Article paru dans La Croix du samedi 7, dimanche 8 septembre 2013 Rubrique Religion et Spiritualité

A l'occasion du 50e anniversaire de la mort de Robert Schuman, Herman Van Rompuy,
président du Conseil européen, appelle à poursuivre la construction d'une Europe basée
sur la solidarité et la responsabilité

                              Robert Schuman, « Grand d'Europe »

                    « O faites que jamais ne revienne,
                    Le temps du sang et de la haine,
                    Car il y a des gens que j'aime,
                    A Göttingen, à Göttingen ... »
( Barbara)

Aujourd'hui, 4 septembre 2013, je tiens par la présente tribune, écrite pour un journal qui m'est cher, à rendre un vibrant hommage au père de l'Europe moderne, Europe qui s'est appelée « Communauté » et qui porte aujourd'hui le nom d' « Union ». Robert Schuman nous a quittés il y a exactement cinquante ans et son exemple (le mot n'est pas trop fort), sa pensée et son action sont pour moi une constante source d'inspiration.

L'homme qui a fait entrer, le 9 mai 1950, l'Europe contemporaine dans l'histoire n'était ni seul ni le seul.
D'autres Grands d'Europe ont balisé le chemin ou l'ont poursuivi : Aristide Briand et Gustav Stresemann (qui ont reçu le prix Nobel de la paix en 1926), puis Winston Churchill, Charles de Gaulle, Konrad Adenauer, Alcide de Gasperi et Paul-Henri Spaak ; sans oublier le « mentor » du projet européen que fut Jean Monnet, ni la « cheville ouvrière » aux côtés de Robert Schuman, son directeur de cabinet Bernard Clappier. Hommes venus d'horizons différents, de convictions politiques, philosophiques et religieuses diverses, mais qui ont en commun d'avoir inscrit l'Europe et le projet européen dans l'histoire. Ils ont tracé le chemin d'une Europe forte de ses valeurs dans l'immanence de sa réalité et d'une Europe amenée à se dépasser dans la transcendance du « plus » qui vit en chaque citoyen européen. Plus est en nous. « Plus est en vous », comme nous le rappelle la belle devise de la famille van Gruuthuse à Bruges.

La pensée et l'action de ces Grands d'Europe sont aujourd'hui méconnues ou, pire encore, ignorées. C'est donc aussi envers eux que je veux témoigner toute ma reconnaissance au travers de cette tribune consacrée à Robert Schuman qui détestait la démagogie et était « imperméable aux modes intellectuelles ». Cet homme qui ne faisait pas « d'effets de manche » avait pour qualités reconnues « la clarté, la précision et la manière réfléchie de présenter ses arguments » (repris de l'excellent ouvrage de François Roth : Robert Schuman, du Lorrain des frontières au père de l'Europe, Fayard, 2008).

Il aurait pu dire « je suis ma conscience », du verbe suivre et du verbe être. Il était au service du bien commun et n'exerçait pas le pouvoir à des fins personnelles. Homme d'Etat, il pensait, comme Churchill, aux générations prochaines plutôt qu'aux prochaines élections.

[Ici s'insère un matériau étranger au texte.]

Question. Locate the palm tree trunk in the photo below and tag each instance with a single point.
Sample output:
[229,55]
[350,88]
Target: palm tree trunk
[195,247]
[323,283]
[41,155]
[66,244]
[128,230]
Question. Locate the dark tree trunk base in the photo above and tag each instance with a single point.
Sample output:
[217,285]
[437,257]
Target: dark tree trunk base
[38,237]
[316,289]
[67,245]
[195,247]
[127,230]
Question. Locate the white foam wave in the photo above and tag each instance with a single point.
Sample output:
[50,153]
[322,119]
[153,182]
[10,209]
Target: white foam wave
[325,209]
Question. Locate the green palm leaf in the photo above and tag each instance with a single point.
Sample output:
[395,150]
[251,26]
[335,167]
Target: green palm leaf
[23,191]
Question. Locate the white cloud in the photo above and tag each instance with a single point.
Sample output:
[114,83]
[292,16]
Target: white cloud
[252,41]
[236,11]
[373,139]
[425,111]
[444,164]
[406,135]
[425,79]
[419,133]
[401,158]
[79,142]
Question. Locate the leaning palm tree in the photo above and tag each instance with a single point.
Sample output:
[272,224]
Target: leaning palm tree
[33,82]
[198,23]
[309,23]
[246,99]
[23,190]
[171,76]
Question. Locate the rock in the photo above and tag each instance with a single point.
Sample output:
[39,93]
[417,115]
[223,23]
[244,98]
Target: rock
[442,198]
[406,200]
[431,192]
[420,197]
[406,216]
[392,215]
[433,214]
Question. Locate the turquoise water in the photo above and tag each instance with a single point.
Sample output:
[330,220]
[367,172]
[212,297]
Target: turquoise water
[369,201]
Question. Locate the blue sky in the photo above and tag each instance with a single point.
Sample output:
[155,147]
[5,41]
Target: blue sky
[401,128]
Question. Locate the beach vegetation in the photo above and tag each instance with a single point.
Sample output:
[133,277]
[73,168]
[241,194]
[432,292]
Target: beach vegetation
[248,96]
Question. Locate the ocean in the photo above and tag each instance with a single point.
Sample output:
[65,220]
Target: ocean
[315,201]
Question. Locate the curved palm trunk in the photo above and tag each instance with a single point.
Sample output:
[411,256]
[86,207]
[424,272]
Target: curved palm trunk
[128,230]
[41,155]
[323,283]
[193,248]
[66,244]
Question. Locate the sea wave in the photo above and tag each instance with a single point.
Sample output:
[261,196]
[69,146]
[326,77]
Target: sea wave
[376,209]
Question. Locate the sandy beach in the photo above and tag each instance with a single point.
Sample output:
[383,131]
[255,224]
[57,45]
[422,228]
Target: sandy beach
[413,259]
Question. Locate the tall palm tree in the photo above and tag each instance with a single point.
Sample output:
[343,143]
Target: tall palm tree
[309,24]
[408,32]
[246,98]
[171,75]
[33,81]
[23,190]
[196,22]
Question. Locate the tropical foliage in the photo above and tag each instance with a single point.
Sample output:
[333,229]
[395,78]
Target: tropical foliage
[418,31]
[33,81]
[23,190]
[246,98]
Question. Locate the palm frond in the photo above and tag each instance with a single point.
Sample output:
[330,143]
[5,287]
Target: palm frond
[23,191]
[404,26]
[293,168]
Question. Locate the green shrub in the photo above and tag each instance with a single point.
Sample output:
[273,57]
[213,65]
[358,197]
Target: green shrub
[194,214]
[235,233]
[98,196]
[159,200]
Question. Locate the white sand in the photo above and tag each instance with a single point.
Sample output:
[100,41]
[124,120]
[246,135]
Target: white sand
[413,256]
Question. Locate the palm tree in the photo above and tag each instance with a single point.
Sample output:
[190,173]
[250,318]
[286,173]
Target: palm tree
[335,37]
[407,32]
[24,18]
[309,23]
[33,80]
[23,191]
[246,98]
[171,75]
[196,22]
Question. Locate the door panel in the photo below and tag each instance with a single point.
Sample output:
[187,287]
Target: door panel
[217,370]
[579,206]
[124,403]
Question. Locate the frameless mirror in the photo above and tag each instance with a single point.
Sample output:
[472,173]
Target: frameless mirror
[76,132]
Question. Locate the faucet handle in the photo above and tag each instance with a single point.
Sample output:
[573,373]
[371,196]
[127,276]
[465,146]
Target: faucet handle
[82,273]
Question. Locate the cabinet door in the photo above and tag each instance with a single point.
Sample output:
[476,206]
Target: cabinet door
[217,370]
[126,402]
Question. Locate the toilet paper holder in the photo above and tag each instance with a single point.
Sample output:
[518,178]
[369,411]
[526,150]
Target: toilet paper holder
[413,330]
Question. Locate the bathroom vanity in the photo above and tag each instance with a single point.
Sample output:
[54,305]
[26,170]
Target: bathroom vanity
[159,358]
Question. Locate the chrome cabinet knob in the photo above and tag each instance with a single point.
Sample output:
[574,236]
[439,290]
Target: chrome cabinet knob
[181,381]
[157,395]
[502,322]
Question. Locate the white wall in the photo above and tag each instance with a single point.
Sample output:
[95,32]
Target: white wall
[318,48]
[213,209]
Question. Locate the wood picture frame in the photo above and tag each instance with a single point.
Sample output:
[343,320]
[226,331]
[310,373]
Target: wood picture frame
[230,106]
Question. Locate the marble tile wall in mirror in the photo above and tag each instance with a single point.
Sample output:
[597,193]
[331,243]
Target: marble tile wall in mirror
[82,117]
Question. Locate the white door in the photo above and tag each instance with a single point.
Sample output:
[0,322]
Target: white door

A l'instar de John Fitzgerald Kennedy lors de son allocution d'investiture en 1961, il aurait pu déclarer :
« With a good conscience our only sure reward, with history the final judge of our deeds, let us go forth to lead the land we love, asking His blessing and His help, but knowing that here on earth God's work must truly be our own. » Chrétien, spirituellement et socialement catholique, il aimait, lui aussi, se ressourcer par de fréquentes retraites dans des monastères. En bref, Robert Schuman exerçait, ce qui est plus rare qu'on ne le croit généralement, un vrai pouvoir. Car, comme l'écrivit Hannah Arendt, « le pouvoir n'est exercé que là où l'acte et la parole n'empruntent pas des voies séparées, là où les mots ne sont pas vides de sens et les actes emprunts de violence ».
Robert Schuman était un homme d'ouverture, un homme des frontières qui se rencontrent. Il avait compris le rôle moteur du couple franco-allemand au service de la construction européenne. Un rôle d'autant mieux rempli qu'il ne s'avère pas trop dominant et qu'il ménage les sensibilités des « autres » partenaires. C'était vrai il y a soixante ans. Cela reste vrai aujourd'hui.

Homme d'ouverture et des frontières, il considérait qu'aimer l'Europe ne signifie pas négliger son pays, sa région, son village. Car tout homme a besoin d'être « reconnu » : connu et reconnu. Pour exister, et pas seulement pour être. Et cette reconnaissance passe par des repères, des balises. Repères qu'il se donne et que les autres lui reconnaissent. Repères faits de liens sociaux et familiaux, mais aussi de liens historiques et géographiques. L'homme fait partie de l'humanité, il vient de quelque part et il existe, en tant qu'homme, quelque part. Nier son appartenance villageoise et culturelle, c'est donc aussi le nier lui en tant qu'homme. Etre un Européen sans attaches n'a aucun sens. Et ne pourrait provoquer qu'un sentiment de peur et de repli, découlant d'une perte de repères.

Robert Schuman l'avait bien compris. Il était d'Evrange, de Lorraine, de France et d'Europe. Pas « ou » ; mais « et ». Car les identités ne s'annulent pas. Au contraire, elles s'enrichissent les unes les autres et on ne perd pas une identité en en acquérant une autre.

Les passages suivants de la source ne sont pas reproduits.